Like the PPI reported yesterday, August's consumer price index (CPI) showed tame inflationary pressures, which could boost the chance for future rate cuts. Last month, the CPI edged 0.1% lower, marking the reading's first decline since October 2006. Economists were expecting the index to be unchanged. The core CPI, which leaves food and energy prices out of the equation, rose 0.2%, matching estimates.
Energy prices dropped 3.2% last month compared to July, with gasoline prices losing 4.9%. Electricity prices were unchanged. On the flip side, food prices were marginally higher, up 0.4% during the month. Elsewhere, clothing prices dropped 0.5% across the board and medical-care prices rose half a percentage point. Housing costs which comprise 40% of the CPI index were flat. Rent edged up 0.2%, and lodging away from the primary home dropped 0.6%.
Overall consumer inflation rose 2% on a year-over-year basis, with the core CPI gaining 2.1% compared to the same month a year ago. This is the core index's smallest year-over-year advance since September 2005. The Federal Reserve ostensibly has a comfort zone that tops out around the 2% mark.
In other economic news, the Labor Department noted that the average weekly earnings for U.S. workers (when adjusted for inflation) rose 0.5% last month. Average hourly earnings rose 0.3%, and average weekly hours themselves were flat.

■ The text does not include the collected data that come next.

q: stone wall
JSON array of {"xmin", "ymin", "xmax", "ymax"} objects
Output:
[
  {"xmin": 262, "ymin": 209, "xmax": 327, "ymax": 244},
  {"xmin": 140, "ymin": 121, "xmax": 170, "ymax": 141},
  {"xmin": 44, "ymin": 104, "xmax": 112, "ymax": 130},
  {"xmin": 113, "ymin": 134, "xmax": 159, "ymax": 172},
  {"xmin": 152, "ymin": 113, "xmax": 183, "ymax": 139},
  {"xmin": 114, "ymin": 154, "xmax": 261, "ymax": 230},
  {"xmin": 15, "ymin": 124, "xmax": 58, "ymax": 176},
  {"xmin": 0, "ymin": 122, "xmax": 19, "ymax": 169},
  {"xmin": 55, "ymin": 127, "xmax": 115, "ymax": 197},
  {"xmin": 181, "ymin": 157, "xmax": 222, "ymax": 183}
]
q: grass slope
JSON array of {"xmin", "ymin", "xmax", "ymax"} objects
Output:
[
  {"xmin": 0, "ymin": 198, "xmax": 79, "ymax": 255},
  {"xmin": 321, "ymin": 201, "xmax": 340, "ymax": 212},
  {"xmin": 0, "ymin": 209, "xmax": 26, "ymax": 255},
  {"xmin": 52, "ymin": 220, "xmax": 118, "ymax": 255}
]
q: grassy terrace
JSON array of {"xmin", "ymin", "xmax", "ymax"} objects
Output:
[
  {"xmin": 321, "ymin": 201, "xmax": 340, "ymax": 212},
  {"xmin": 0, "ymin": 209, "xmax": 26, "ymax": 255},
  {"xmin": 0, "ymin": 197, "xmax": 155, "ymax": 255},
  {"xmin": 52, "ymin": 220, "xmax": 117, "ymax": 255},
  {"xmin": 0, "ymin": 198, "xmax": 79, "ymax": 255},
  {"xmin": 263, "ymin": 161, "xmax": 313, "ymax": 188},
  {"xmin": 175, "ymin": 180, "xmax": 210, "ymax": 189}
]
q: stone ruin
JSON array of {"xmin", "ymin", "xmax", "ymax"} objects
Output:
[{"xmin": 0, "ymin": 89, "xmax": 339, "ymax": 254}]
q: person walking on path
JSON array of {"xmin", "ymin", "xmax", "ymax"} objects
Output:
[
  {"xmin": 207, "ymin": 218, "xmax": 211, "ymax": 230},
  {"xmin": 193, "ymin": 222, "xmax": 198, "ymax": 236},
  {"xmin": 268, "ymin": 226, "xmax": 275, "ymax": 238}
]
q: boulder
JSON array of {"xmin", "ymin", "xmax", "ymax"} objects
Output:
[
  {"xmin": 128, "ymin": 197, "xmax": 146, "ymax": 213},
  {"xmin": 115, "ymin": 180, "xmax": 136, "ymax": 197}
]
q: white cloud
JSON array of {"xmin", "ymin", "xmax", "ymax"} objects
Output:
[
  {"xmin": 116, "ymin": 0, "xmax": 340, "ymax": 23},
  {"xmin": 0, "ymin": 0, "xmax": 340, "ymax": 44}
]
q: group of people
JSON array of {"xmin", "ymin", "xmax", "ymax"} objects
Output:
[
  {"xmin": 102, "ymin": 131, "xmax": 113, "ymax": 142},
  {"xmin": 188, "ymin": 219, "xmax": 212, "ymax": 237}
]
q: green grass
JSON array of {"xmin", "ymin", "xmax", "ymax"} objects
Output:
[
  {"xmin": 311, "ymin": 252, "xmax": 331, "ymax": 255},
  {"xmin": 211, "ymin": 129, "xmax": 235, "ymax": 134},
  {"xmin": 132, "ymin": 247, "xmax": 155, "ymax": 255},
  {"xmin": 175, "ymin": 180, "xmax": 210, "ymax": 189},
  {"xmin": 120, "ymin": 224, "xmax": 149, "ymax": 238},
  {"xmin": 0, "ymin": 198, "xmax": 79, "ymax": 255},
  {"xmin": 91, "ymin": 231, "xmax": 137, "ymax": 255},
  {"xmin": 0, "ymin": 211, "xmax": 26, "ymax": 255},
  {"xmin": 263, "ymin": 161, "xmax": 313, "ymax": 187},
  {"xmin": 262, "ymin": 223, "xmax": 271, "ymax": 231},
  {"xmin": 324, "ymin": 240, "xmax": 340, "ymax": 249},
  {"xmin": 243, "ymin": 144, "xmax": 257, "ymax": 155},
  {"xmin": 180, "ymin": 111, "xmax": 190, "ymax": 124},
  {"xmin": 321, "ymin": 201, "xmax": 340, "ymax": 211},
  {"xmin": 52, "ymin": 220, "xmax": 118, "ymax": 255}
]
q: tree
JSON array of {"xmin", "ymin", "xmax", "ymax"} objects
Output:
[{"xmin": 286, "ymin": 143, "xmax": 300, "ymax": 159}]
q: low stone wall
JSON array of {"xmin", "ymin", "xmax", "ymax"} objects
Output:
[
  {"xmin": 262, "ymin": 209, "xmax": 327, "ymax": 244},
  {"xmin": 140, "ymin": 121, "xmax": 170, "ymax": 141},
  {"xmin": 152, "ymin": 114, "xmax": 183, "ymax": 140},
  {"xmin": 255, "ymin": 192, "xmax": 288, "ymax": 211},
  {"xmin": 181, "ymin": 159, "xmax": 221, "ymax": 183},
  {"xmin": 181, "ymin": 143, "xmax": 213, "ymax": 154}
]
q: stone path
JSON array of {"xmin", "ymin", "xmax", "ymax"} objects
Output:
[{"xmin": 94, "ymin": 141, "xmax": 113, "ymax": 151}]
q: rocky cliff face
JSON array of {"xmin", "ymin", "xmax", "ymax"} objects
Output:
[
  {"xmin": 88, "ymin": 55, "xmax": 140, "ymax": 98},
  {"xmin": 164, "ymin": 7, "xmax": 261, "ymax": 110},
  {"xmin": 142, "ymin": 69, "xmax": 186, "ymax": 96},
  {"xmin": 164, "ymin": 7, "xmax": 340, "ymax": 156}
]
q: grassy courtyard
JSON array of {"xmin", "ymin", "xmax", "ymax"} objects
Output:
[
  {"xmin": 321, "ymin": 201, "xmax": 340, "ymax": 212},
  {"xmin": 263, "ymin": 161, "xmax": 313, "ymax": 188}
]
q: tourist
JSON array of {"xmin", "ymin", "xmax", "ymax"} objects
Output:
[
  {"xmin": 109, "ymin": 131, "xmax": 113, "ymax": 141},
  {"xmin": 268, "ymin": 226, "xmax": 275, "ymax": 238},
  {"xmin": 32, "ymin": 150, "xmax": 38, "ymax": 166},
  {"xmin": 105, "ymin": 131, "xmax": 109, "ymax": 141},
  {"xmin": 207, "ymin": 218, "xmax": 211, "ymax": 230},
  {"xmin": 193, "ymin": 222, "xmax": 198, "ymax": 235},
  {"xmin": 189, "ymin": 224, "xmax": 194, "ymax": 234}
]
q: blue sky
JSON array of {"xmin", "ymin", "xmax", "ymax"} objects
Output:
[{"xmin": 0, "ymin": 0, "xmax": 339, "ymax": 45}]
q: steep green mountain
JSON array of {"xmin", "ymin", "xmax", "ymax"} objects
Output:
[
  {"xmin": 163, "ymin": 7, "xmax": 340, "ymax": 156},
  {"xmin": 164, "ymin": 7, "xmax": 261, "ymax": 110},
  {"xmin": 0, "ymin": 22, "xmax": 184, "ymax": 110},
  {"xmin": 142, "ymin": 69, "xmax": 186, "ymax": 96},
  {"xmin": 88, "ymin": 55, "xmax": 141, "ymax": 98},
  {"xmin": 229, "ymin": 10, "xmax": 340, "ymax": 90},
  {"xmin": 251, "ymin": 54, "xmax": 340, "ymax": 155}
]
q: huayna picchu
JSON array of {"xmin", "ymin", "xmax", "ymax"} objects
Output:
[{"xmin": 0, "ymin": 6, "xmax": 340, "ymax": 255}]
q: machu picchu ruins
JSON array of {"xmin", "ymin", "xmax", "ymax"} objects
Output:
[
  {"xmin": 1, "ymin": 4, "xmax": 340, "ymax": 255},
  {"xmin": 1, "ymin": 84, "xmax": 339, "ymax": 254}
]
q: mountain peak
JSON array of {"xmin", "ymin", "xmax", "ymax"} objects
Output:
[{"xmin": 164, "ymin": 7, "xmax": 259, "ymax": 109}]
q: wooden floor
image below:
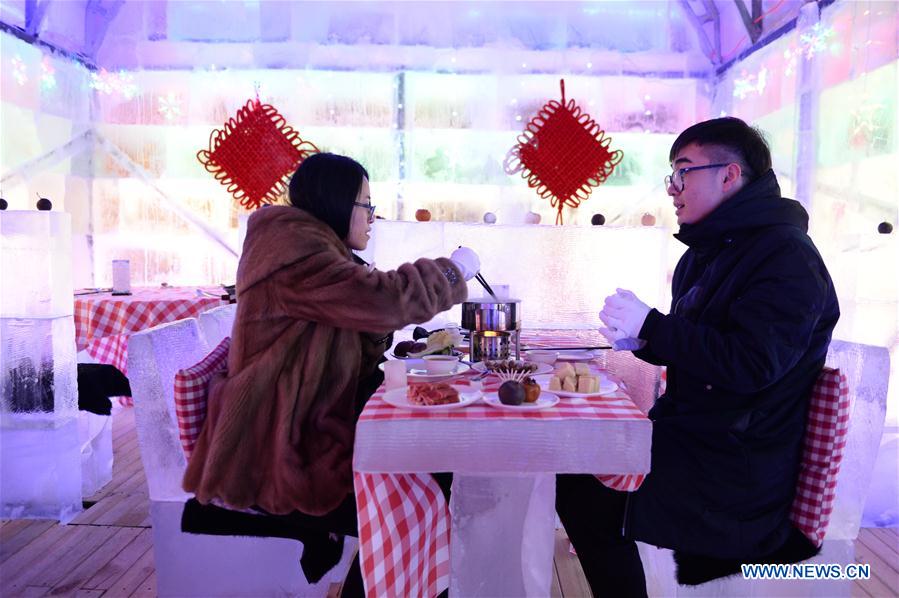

Finally, housing starts dropped 2.6% in August to a seasonally adjusted annual rate of 1.331 million, the lowest level of starts since June 1995. But analysts were expecting an even wider decline of 3.7% to 1.330 million. This follows a 6.9% plunge in July, which was revised from the previously reported 6.1% drop. Building permits tumbled 5.9% last month, broader than the 3.4% decline expected on the Street.